Se proprio volessimo dargli una collocazione, dovremmo immaginarlo là dov’è il cuore: non il cuore fisico, s’intende, ma quello spirituale (il “sacro cuore”). Da questo centro, l’Io irradia come un sole la sua forza e, in questa, sarebbe invero arduo distinguere la luce dal calore. A questo livello, infatti, la luce è calore e il calore è luce.

Nell’uomo, però, si verifica qualcosa di molto particolare. Egli è infatti strutturato in modo tale da intercettare la luce e respingere il calore nella sua organizzazione superiore (neuro-sensoriale), e intercettare il calore e respingere la luce in quella inferiore (metabolica). E laddove viene intercettata la luce e respinto il calore nasce, col pensare, la coscienza dell’Io, nella forma dell’ego (o del soggetto pensato), mentre laddove viene intercettato il calore e respinta la luce nasce, col volere, la coscienza del non-ego (o dell’oggetto percepito). Ciò significa che l’Io centrale è il vero essere tanto del soggetto pensato che dell’oggetto percepito, e perciò il vero soggetto tanto del pensare o del conscio quanto del volere o dell’inconscio.

 

 

Anche questo modo di esprimere la cosa è naturalmente schematico. Volendo essere precisi, dovremmo infatti dire che,

• nella sfera superiore (in quella che Steiner chiama, in Una fisiologia occulta, l’“organizzazione cosciente dell’io”)

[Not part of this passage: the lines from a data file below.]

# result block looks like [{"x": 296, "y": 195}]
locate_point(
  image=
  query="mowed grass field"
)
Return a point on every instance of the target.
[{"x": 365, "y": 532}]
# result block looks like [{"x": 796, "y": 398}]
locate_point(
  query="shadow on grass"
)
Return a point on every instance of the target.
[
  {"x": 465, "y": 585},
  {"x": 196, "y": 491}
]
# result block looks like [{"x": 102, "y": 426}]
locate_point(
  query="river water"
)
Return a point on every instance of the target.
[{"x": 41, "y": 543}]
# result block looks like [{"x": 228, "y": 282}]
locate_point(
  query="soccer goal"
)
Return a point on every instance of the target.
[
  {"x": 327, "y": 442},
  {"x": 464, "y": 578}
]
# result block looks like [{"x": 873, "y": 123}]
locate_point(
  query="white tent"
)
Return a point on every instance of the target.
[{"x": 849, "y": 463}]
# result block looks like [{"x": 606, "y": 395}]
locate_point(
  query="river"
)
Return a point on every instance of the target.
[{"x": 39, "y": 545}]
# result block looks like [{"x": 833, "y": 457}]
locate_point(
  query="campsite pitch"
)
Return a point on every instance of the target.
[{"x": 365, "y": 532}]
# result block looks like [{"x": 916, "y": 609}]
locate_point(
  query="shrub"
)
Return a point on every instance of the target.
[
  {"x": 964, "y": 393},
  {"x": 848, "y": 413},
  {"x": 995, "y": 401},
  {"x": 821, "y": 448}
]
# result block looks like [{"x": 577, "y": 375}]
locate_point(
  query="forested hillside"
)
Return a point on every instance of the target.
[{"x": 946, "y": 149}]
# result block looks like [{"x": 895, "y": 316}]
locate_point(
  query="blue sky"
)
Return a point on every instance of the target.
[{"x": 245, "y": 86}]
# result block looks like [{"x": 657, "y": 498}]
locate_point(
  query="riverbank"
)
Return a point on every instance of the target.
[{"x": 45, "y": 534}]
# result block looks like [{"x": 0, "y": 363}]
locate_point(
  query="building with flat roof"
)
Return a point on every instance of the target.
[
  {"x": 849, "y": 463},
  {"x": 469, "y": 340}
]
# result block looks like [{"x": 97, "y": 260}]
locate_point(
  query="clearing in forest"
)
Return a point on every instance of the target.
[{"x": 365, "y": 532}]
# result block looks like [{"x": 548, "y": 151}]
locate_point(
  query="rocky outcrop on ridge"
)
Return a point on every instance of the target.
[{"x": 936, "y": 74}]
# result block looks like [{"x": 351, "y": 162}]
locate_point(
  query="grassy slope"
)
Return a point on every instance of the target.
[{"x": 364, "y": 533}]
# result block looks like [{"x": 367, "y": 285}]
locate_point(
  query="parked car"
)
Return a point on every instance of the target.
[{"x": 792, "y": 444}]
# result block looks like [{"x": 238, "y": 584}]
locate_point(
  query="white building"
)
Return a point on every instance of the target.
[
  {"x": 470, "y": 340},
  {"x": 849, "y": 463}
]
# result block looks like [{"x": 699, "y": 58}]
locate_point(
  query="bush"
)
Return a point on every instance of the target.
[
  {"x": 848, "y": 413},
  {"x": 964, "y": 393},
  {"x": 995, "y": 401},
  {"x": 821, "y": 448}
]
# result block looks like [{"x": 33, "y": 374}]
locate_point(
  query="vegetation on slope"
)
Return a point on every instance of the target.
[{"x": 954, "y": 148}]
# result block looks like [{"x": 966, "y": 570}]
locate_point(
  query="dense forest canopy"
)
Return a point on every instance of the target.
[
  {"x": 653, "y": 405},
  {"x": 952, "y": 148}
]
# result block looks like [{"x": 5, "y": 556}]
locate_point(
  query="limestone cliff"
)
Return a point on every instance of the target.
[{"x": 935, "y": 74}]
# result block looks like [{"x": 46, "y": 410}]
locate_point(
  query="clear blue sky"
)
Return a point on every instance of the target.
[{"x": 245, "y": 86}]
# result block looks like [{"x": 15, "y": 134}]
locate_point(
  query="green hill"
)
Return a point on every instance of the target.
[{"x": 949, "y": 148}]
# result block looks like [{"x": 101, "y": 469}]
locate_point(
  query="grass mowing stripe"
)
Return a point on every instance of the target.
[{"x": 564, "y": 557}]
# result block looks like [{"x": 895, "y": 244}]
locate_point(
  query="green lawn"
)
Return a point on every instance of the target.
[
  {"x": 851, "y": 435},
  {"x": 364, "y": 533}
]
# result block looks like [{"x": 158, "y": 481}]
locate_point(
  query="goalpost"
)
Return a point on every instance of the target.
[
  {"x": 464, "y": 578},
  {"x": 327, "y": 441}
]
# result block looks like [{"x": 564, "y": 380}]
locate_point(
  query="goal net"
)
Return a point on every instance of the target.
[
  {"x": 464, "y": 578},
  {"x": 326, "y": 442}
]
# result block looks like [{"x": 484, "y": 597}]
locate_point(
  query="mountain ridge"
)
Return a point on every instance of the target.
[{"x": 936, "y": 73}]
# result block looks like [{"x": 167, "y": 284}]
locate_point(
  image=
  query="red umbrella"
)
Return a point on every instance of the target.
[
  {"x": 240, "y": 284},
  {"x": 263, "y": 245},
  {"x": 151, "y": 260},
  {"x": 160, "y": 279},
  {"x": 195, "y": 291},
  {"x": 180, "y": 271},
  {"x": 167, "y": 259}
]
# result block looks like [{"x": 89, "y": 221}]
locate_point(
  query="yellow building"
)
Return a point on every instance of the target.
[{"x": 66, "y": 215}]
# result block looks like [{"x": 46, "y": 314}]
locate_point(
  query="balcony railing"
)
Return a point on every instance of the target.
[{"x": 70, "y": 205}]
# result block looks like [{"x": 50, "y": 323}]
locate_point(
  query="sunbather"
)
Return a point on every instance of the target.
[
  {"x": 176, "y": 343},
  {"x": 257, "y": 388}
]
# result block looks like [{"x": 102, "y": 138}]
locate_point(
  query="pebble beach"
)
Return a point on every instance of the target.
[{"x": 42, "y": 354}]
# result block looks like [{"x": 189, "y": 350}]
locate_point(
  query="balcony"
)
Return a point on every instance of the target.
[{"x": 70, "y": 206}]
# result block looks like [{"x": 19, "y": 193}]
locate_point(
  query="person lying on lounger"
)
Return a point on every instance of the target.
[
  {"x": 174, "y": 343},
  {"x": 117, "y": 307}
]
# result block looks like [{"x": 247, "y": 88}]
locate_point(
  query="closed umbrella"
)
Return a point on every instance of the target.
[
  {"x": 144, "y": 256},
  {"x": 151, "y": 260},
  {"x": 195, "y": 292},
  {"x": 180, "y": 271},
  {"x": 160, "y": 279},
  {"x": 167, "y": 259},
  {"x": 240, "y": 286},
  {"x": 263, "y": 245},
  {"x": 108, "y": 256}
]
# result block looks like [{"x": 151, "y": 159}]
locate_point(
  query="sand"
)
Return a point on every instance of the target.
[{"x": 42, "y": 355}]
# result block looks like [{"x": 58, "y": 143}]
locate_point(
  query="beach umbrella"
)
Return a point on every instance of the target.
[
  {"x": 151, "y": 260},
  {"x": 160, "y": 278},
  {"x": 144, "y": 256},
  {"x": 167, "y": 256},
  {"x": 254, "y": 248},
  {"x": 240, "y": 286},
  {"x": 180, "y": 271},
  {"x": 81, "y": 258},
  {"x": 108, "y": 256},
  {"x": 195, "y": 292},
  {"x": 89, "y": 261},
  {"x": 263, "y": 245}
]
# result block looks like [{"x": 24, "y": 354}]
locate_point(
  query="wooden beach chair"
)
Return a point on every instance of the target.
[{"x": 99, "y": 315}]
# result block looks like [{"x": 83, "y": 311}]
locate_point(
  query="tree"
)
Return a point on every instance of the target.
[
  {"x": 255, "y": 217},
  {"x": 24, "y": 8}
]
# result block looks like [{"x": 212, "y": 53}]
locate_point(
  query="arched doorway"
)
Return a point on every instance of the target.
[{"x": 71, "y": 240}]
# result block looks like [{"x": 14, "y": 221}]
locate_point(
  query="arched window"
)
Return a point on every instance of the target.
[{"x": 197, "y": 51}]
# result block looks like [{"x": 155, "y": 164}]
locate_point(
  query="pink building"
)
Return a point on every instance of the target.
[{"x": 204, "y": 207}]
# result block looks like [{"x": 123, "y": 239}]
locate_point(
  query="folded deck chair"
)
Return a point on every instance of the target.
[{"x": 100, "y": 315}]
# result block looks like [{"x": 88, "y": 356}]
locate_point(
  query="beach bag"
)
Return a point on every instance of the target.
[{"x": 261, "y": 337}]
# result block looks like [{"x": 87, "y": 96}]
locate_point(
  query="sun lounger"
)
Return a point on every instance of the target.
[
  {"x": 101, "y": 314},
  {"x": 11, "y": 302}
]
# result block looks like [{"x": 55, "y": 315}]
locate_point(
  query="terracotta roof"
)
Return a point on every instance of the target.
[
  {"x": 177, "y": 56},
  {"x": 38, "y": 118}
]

viene alla coscienza la luce, in veste di pensiero (di forma), e rimane nell’incoscienza il calore,

• mentre in quella inferiore (in quella che Steiner chiama, nello stesso testo, l’“organizzazione incosciente dell’io”)

viene alla coscienza il calore, in veste di volontà (di forza), e rimane nell’incoscienza la luce.

• Nella prima, siamo perciò alle prese col volere nel pensare;        •  nella seconda, col pensare nel volere.

 

In ogni caso, se fate attenzione al rapporto illustrato dallo schema tra il soggetto (l’ego) e l’oggetto (il non-ego), potete quasi toccare con mano il paradosso di questa situazione. Notate infatti che l’Io, in quanto prende coscienza di sè come “soggetto”, non è più solo un Io che è, ma anche un Io che comincia a sapere di essere.

Ma come comincia a saperlo? Forse in modo che questo sapere corrisponda al suo vero essere? No.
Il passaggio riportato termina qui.